Tiga

52 13 12
                                    


"Kantin, yuk!"

Bel istirahat baru saja terdengar. Dan, Dena sudah antusias mengajakku ke kantin. Menyenangkan jika menjadi Dena, anak itu walaupun makan sebakul pun tidak akan gendut. Terbukti diantara kami, Dena yang paling suka makan. Badannya tetap langsing, hanya saja pipinya yang sedikit cubby.

"Kalian duluan aja, nanti aku nyusul." ujarku kepada Dena yang beralih pergi bersama Alan dan teman-temannya tanpa menolehkan kepalaku dari buku catatan, bergantian dengan papan tulis di depan yang penuh dengan rumus kimia.

Melihatnya, Alan berdecak, "disambung nanti aja kali, Ras. Nggak bikin peringkat kamu turun kok."

"Nggak deh, nanggung nih. Kalian duluan aja," tolakku.

"Yaudah."

Kelas sepi sepeninggalan Dena dan rombongannya, karena teman sekelasku yang lain juga satu persatu keluar, mungkin ke kantin juga.
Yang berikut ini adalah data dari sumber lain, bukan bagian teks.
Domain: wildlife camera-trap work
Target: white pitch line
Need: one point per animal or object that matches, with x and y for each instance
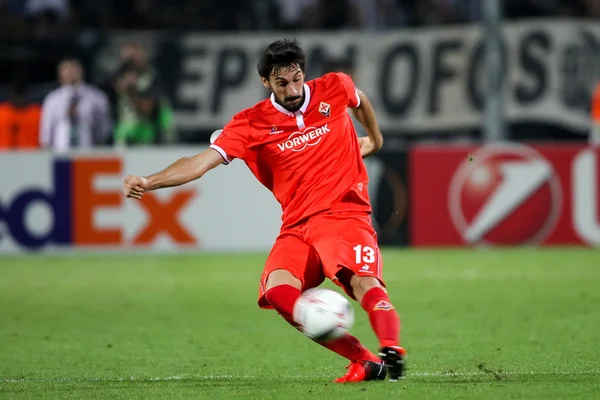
(306, 376)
Hening beberapa saat hingga aku menghembuskan napas lega menyelesaikan catatanku. Rasanya seperti ada yang mengganjal jika aku tidak mencatat materi yang baru diterangkan oleh guru.

Aku mengedarkan pandanganku menyapu kelas. Hanya ada Angga yang tidur di pojok kelas dan juga Satya yang bermain game di ponselnya.
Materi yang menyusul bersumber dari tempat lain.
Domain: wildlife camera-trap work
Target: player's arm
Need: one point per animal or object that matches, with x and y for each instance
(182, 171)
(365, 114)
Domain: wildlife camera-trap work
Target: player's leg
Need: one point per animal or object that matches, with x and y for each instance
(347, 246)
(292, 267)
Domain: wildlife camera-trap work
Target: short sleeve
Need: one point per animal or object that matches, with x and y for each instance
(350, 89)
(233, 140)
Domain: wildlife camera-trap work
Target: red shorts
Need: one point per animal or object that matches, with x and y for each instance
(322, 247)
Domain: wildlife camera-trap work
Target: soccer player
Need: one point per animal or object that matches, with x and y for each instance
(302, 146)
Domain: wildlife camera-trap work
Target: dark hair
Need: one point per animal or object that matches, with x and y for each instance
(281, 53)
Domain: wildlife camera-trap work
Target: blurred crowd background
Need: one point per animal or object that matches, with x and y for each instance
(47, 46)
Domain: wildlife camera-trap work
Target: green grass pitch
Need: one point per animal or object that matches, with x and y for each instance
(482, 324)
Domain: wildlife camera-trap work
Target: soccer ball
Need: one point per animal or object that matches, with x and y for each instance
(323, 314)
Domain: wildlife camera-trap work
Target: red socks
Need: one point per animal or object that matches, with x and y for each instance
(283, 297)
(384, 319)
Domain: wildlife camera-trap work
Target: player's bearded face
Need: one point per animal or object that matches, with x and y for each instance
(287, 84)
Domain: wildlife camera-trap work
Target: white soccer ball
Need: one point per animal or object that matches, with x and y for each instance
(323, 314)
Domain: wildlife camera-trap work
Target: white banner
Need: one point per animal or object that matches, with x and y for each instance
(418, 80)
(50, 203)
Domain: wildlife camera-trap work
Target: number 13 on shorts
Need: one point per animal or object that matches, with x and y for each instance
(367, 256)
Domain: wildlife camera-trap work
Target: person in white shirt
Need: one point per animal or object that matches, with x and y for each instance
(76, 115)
Merapikan buku dan alat tulis ku di kolong meja, aku melangkahkan kaki menyusul Dena ke kantin. Entah hanya perasaanku saja atau memang benar, sepanjang koridor, mau adik kelas sampai teman seangkatan sekalipun seperti menoleh kearahku dengan tatapan aneh.
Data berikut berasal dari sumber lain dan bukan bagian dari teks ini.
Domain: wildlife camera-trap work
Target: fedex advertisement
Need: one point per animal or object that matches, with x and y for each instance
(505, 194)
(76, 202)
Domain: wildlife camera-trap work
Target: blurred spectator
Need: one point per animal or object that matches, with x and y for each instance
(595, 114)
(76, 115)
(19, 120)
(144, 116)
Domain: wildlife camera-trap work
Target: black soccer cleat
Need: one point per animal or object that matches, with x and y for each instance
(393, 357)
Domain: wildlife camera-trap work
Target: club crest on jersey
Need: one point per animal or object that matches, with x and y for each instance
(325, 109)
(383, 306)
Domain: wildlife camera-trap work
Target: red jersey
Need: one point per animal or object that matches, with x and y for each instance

Kepalaku mulai berpikir memutar ada kejadian apa hari ini, sembari terus berjalan menuju kantin. Hingga aku berjengit kaget kala terdapat sepasang tangan bertengger di pundakku, mendorongku berjalan dari belakang.

Aku merasa risih saat kudapati Samuel, cowok yang kutemui di perpustakaan kemarin berdiri terlalu dekat di belakang ku, sambil terus mendorongku berjalan dari belakang entah menuju ke mana.

"Udah diem aja," cowok itu berucap saat aku hendak melayangkan kalimat protes.

Sampai berbelok di koridor kelas IPS, Samuel tetap berjalan mendorong pundakku, seakan menutupi tubuhku dari belakang. Aku hanya pasrah saja karena sedari tadi tatapan mata yang sangat ingin dicolok itu terus mengarah kepada kami berdua.

Kami berhenti didepan toilet perempuan. Sebenarnya bukan kami sih, hanya saja kakiku ikut berhenti saat langkah Samuel juga berhenti mendorongku sesampainya di depan toilet.

"Tunggu sini bentar," katanya.

Aku mengerutkan kening bingung. Sebelum sempat aku bertanya, cowok itu sudah berlalu pergi setengah berlari meninggalkanku seperti orang bodoh di depan toilet.

Masih dengan kebingunganku sedari tadi, aku menengok kebelakang mencoba melihat apa yang berusaha ditutupi oleh Samuel tadi.

Astaga!

Aku segera masuk kedalam toilet sambil tanganku menutup wajah, malu. Sangat sangat malu.

Kenapa, harus datang bulan disaat yang tidak tepat?!

Yang lebih menyebalkan lagi, kenapa warna roknya juga harus putih! Ini membuat noda merahnya semakin terlihat jelas.

Aku merutuki sekolah ini yang memilih almamater kotak-kotak biru navy dengan bawahan kain putih untuk siswa-siswinya.

Sungguh sangat sial!

***

Rasanya aku ingin menangis saja. Bagaimana aku keluar dari sini dengan rok bernoda seperti bendera Jepang ini? Sambil menggigiti kuku jariku, aku terus berpikir. Ingin rasanya aku mengirim pesan kepada Dena untuk datang kesini, sayangnya ponselku tertinggal di tas.